I think the fungal theory is very likely something that oncology has missed.

Congratulations, you have entered into the legendarium @RatsWrongAboutUAP. I fully agree with you and think you will win big here. I have been trying to create a bet with Eliezer since 2021 on this same issue (I have receipts) but could not word the criteria as elegantly as you did. Now, what I wanted to comment on was expanding on one of the criteria.

The Breakaway Group. This example may not fall under any of the previous explicit examples: they are still human, they are not an ancient civilization, they are not time travellers. The Breakaway Group represents a rogue element using the cover of the national security apparatus of unacknowledged special access programs to avoid disclosures, oversight and achieve compartmentalization of tech and knowledge. This is the complicated world where the nature of these programs may not be fully revealed due to the enmeshment of the military industrial complex with the nation state, but craft and/or new technology may be revealed that still matches UFOs because they came from reverse engineering programs or recovered craft.

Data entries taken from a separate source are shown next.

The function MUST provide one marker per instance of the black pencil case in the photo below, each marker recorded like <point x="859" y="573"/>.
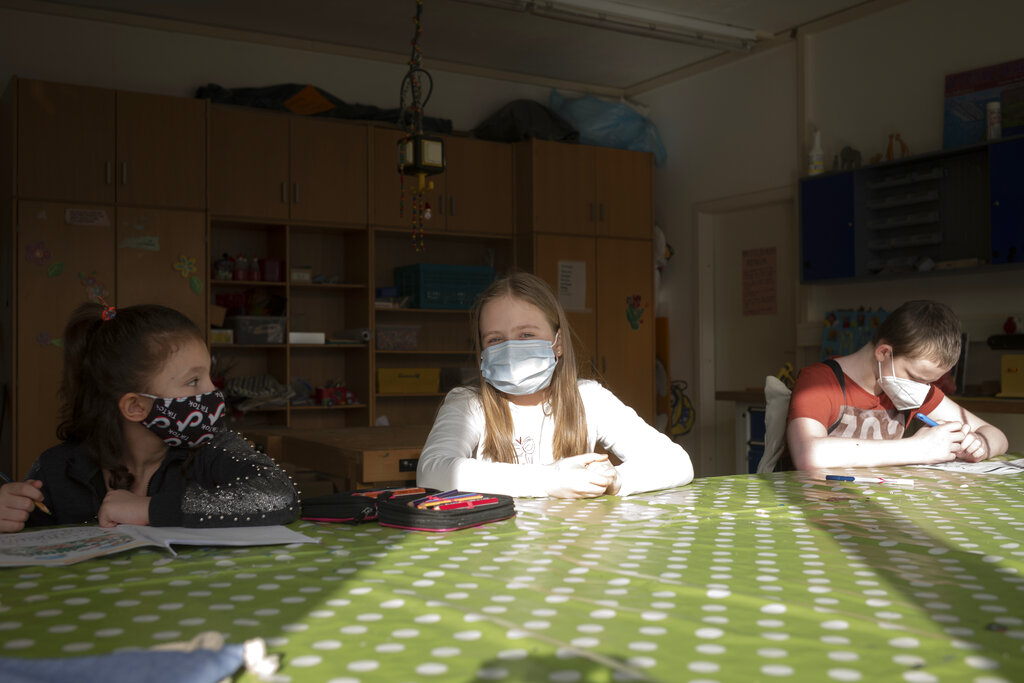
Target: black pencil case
<point x="354" y="506"/>
<point x="399" y="512"/>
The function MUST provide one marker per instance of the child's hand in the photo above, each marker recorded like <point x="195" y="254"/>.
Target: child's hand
<point x="586" y="475"/>
<point x="16" y="501"/>
<point x="940" y="443"/>
<point x="124" y="507"/>
<point x="973" y="447"/>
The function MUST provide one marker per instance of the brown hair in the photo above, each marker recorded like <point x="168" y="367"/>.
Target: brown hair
<point x="923" y="329"/>
<point x="563" y="394"/>
<point x="103" y="360"/>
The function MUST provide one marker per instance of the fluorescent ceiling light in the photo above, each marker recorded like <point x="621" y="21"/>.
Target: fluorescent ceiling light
<point x="636" y="20"/>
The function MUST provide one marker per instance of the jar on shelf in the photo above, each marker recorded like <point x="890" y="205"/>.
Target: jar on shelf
<point x="223" y="268"/>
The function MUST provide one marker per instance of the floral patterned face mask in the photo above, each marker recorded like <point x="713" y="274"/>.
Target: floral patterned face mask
<point x="188" y="421"/>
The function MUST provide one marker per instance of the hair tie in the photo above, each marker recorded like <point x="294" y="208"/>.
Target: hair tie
<point x="110" y="312"/>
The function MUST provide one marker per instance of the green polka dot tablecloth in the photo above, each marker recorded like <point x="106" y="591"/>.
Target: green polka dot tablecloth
<point x="755" y="578"/>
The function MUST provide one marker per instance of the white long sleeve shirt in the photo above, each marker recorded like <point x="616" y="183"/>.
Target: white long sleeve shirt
<point x="452" y="459"/>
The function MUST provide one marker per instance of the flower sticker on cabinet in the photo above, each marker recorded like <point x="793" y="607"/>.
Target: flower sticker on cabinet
<point x="45" y="339"/>
<point x="94" y="289"/>
<point x="634" y="310"/>
<point x="186" y="266"/>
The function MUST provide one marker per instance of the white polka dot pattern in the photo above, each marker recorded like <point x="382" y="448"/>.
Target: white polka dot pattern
<point x="767" y="578"/>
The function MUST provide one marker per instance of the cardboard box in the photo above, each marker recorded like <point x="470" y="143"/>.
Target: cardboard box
<point x="306" y="338"/>
<point x="409" y="380"/>
<point x="396" y="337"/>
<point x="258" y="329"/>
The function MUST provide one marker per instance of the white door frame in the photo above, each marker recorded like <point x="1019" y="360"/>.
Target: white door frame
<point x="705" y="214"/>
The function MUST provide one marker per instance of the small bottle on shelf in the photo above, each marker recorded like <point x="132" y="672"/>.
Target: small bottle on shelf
<point x="241" y="267"/>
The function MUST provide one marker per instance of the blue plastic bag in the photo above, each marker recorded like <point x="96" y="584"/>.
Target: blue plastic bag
<point x="609" y="125"/>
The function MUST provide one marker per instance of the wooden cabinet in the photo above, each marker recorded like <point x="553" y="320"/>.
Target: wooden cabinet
<point x="65" y="256"/>
<point x="273" y="166"/>
<point x="90" y="144"/>
<point x="248" y="163"/>
<point x="329" y="171"/>
<point x="473" y="196"/>
<point x="626" y="321"/>
<point x="161" y="258"/>
<point x="569" y="263"/>
<point x="613" y="315"/>
<point x="66" y="140"/>
<point x="440" y="339"/>
<point x="586" y="222"/>
<point x="338" y="301"/>
<point x="478" y="186"/>
<point x="579" y="189"/>
<point x="624" y="193"/>
<point x="161" y="151"/>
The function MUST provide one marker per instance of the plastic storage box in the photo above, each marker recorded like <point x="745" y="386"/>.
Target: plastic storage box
<point x="258" y="329"/>
<point x="438" y="286"/>
<point x="409" y="380"/>
<point x="396" y="337"/>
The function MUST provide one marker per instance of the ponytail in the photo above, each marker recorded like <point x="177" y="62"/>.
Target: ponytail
<point x="107" y="354"/>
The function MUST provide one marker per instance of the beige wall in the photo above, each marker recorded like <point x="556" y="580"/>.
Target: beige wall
<point x="88" y="52"/>
<point x="733" y="130"/>
<point x="728" y="131"/>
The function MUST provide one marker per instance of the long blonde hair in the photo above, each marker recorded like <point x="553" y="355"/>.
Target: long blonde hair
<point x="563" y="394"/>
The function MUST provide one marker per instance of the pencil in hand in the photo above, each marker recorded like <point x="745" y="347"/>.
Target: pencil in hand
<point x="39" y="504"/>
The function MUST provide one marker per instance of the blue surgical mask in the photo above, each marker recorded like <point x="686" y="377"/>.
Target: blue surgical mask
<point x="904" y="393"/>
<point x="519" y="367"/>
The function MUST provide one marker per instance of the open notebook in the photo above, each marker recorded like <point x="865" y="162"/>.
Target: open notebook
<point x="74" y="544"/>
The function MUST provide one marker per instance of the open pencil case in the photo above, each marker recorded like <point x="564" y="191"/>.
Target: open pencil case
<point x="354" y="506"/>
<point x="430" y="513"/>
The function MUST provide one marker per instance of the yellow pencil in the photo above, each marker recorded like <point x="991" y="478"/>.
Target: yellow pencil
<point x="38" y="504"/>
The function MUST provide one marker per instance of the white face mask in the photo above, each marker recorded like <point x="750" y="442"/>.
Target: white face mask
<point x="905" y="394"/>
<point x="519" y="367"/>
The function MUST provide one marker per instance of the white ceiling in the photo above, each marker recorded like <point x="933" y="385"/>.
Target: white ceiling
<point x="473" y="34"/>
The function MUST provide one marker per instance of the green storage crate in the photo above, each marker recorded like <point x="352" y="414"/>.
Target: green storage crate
<point x="441" y="286"/>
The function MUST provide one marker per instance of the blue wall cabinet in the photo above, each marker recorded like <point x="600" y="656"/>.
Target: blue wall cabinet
<point x="1006" y="173"/>
<point x="826" y="220"/>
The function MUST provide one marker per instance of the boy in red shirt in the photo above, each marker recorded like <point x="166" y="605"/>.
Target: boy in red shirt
<point x="852" y="412"/>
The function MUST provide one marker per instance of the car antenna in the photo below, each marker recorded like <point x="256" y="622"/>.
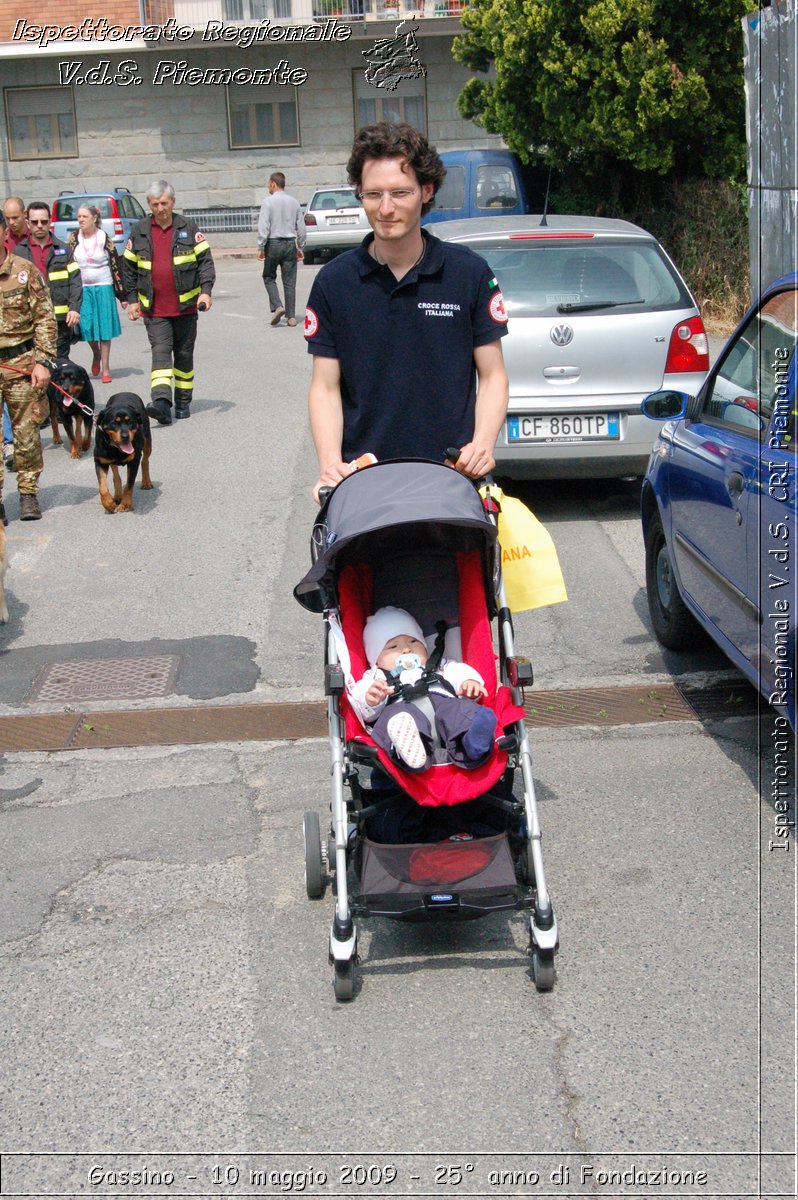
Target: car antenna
<point x="543" y="220"/>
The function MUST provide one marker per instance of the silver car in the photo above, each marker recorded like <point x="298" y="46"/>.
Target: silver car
<point x="599" y="317"/>
<point x="334" y="220"/>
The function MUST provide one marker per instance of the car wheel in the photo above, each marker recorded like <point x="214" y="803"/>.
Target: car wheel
<point x="673" y="623"/>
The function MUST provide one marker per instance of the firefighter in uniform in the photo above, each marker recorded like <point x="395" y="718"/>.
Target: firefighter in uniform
<point x="169" y="276"/>
<point x="28" y="335"/>
<point x="60" y="270"/>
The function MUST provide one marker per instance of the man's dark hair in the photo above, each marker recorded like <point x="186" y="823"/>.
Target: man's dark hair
<point x="390" y="141"/>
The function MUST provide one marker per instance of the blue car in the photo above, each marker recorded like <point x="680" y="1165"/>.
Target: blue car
<point x="719" y="503"/>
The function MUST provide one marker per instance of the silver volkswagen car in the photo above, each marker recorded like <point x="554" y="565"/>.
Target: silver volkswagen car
<point x="599" y="317"/>
<point x="334" y="220"/>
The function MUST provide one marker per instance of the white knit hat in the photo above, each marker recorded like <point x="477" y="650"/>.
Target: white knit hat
<point x="384" y="624"/>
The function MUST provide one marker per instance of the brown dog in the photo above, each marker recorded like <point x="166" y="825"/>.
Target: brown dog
<point x="123" y="437"/>
<point x="72" y="401"/>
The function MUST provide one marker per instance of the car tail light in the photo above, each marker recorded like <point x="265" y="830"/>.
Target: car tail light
<point x="689" y="349"/>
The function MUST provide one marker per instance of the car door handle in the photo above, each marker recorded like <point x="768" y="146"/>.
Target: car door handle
<point x="735" y="484"/>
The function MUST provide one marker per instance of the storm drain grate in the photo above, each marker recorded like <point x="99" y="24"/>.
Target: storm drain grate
<point x="106" y="679"/>
<point x="606" y="706"/>
<point x="720" y="700"/>
<point x="598" y="707"/>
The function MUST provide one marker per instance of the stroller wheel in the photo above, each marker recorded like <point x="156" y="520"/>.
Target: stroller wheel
<point x="313" y="865"/>
<point x="543" y="969"/>
<point x="345" y="979"/>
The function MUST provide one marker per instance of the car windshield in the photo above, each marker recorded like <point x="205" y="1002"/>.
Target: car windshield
<point x="541" y="276"/>
<point x="67" y="209"/>
<point x="337" y="198"/>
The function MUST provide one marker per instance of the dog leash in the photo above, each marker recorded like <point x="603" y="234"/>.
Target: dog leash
<point x="71" y="400"/>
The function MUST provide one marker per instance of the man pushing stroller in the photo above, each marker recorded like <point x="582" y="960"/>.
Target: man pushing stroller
<point x="414" y="702"/>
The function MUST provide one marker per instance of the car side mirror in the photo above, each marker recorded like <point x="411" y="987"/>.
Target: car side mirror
<point x="666" y="406"/>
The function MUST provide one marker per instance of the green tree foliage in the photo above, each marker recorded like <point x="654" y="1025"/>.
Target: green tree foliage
<point x="630" y="85"/>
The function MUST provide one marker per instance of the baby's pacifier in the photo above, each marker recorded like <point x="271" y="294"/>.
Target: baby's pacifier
<point x="406" y="663"/>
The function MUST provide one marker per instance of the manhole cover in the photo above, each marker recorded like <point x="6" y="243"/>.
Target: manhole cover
<point x="107" y="679"/>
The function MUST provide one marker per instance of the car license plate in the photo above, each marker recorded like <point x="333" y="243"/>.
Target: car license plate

I would consider the above scenario satisfying the "Secret Manhattan style project with beyond next gen physics, that we had back in the 60's" criteria, partially. But there are some additional assumptions built-in, like the potential illegal nature of Breakaway Group activities (operating without proper oversight, murder to maintain secrecy as per Grusch) meaning that it is not like the Manhattan project at all. But it would still be significantly weird to cause ontological shock, so it is likely to satisfy the same. Still, worth clarification.